Domanda

To draw a "crossed" rectangle of height 2 times larger than its width using the low-level graphics package facilities I call:

xlim <- c(0, 500)
ylim <- c(0, 1000)
plot.new()
plot.window(xlim, ylim, asp=1)
rect(xlim[1], ylim[1], xlim[2], ylim[2])
lines(c(xlim[1], xlim[2]), c(ylim[1], ylim[2]))
lines(c(xlim[1], xlim[2]), c(ylim[2], ylim[1]))

The figure has a nice feature: the aspect ratio is preserved so that if I change the size of the plot window, I get the same height-to-width proportions.

How can I obtain an equivalent result with grid graphics?

È stato utile?

Soluzione

You should create a viewport that uses Square Normalised Parent Coordinates, see ?unit:

"snpc": (...) This is useful for making things which are a proportion of the viewport, but have to be square (or have a fixed aspect ratio).

Here is the code:

library('grid')
xlim <- c(0, 500)
ylim <- c(0, 1000)
grid.newpage() # like plot.new()
pushViewport(viewport( # like plot.window()
        x=0.5, y=0.5, # a centered viewport
        width=unit(min(1,diff(xlim)/diff(ylim)), "snpc"), # aspect ratio preserved
        height=unit(min(1,diff(ylim)/diff(xlim)), "snpc"),
        xscale=xlim, # cf. xlim
        yscale=ylim  # cf. ylim
))
# some drawings:
grid.rect(xlim[1], ylim[1], xlim[2], ylim[2], just=c(0, 0), default.units="native")
grid.lines(xlim, ylim, default.units="native")
grid.lines(xlim, rev(ylim), default.units="native")

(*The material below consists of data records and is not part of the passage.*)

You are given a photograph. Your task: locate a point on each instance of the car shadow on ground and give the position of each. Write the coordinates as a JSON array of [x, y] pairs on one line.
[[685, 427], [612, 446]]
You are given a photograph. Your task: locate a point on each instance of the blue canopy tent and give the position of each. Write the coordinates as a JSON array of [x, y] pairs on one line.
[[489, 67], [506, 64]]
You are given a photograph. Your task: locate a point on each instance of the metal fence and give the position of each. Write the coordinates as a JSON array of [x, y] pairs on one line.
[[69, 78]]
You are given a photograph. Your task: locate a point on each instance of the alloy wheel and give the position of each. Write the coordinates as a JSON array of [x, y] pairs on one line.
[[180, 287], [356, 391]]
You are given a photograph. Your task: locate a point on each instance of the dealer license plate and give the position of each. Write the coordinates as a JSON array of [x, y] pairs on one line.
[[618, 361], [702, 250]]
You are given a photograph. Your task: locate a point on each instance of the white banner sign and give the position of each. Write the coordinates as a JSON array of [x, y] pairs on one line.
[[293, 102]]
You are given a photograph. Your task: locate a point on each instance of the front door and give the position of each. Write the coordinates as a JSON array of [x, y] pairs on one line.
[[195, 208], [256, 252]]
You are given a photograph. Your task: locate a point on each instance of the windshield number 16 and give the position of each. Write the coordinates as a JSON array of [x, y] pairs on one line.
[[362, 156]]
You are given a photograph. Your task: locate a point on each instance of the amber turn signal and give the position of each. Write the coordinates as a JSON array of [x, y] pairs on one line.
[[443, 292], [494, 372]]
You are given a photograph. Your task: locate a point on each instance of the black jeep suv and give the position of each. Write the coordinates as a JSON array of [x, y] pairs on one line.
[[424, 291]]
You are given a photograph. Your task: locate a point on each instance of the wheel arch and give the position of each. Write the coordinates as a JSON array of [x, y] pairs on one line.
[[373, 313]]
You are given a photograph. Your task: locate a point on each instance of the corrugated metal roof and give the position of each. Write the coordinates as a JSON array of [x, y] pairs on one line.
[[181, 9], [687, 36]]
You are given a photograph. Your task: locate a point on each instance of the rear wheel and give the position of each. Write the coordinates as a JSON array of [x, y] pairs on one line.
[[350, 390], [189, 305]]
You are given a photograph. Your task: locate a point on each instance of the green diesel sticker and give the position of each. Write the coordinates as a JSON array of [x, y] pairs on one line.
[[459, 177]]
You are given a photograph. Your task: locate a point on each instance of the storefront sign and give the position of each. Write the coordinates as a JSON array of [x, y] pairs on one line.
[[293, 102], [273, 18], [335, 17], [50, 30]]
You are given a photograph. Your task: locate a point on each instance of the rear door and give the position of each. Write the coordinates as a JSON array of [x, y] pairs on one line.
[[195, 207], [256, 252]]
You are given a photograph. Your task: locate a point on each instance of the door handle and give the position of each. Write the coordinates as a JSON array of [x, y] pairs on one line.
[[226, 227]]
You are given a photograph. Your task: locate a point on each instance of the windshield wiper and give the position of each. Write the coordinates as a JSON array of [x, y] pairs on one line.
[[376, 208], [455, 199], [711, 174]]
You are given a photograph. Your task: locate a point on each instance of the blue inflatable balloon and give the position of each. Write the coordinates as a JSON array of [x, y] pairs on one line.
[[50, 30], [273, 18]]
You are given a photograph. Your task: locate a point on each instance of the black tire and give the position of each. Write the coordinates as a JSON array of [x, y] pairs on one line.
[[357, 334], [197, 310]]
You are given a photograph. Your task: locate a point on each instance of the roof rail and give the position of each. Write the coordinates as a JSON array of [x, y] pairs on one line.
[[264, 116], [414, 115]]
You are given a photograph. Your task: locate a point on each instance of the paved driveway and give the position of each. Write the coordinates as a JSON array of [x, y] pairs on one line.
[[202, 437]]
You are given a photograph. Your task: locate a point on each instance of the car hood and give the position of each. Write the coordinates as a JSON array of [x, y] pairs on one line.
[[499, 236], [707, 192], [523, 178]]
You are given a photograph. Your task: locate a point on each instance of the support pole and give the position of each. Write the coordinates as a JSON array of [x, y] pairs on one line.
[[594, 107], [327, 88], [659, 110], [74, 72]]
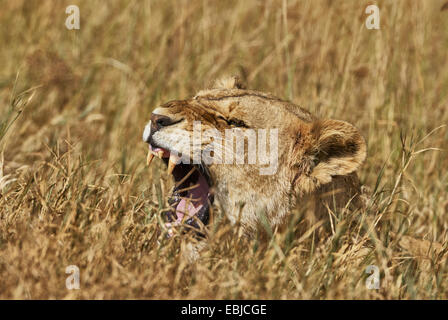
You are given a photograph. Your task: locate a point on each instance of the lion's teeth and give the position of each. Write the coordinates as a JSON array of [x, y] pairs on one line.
[[149, 158], [172, 162]]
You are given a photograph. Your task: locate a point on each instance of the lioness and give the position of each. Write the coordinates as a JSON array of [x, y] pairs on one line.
[[317, 158]]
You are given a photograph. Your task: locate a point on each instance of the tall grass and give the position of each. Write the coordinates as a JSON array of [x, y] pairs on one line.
[[78, 193]]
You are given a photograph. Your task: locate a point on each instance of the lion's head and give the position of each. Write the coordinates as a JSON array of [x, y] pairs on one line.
[[251, 152]]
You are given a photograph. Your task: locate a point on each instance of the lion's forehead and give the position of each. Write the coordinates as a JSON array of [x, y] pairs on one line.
[[252, 106]]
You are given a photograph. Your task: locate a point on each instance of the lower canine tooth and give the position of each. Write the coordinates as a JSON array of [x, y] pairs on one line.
[[171, 166], [149, 158]]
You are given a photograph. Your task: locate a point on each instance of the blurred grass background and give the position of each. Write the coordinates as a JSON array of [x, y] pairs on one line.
[[74, 189]]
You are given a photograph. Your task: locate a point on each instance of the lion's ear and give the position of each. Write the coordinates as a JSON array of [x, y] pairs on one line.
[[337, 149]]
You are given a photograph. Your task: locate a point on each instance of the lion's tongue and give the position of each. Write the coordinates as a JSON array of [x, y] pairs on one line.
[[199, 194], [182, 208]]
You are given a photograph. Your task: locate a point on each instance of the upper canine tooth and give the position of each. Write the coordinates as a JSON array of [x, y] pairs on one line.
[[172, 162], [149, 158]]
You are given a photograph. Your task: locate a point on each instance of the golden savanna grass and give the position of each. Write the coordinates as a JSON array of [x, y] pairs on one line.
[[74, 189]]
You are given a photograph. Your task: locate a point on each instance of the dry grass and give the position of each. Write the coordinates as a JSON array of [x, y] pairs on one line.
[[74, 188]]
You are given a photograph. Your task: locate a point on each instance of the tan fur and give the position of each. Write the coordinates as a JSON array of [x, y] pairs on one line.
[[316, 157]]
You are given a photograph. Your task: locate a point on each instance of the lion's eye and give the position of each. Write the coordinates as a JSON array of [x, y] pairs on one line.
[[234, 122]]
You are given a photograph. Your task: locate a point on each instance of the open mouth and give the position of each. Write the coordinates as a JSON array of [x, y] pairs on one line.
[[191, 197]]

The default.units argument in e.g. grid.rect forces the plotting functions to use the native (xscale/yscale) viewport coordinates. just=c(0, 0) indicates that xlim[1], ylim[1] denote the bottom-left node of the rectangle.

Altri suggerimenti

In ggplot2 (which is grid based) you can fix the aspect ratio using coord_fixed():

library(ggplot2)
ggplot(mtcars, aes(x = wt, y = mpg)) + geom_point() + coord_fixed(ratio = 0.5)

This will fix the ratio, and the ratio will be constant even when changing the size of the graphics window.

I'm not sure if this is helpful, as you asked for a low-level grid based solution. But I thought it might be useful none the less.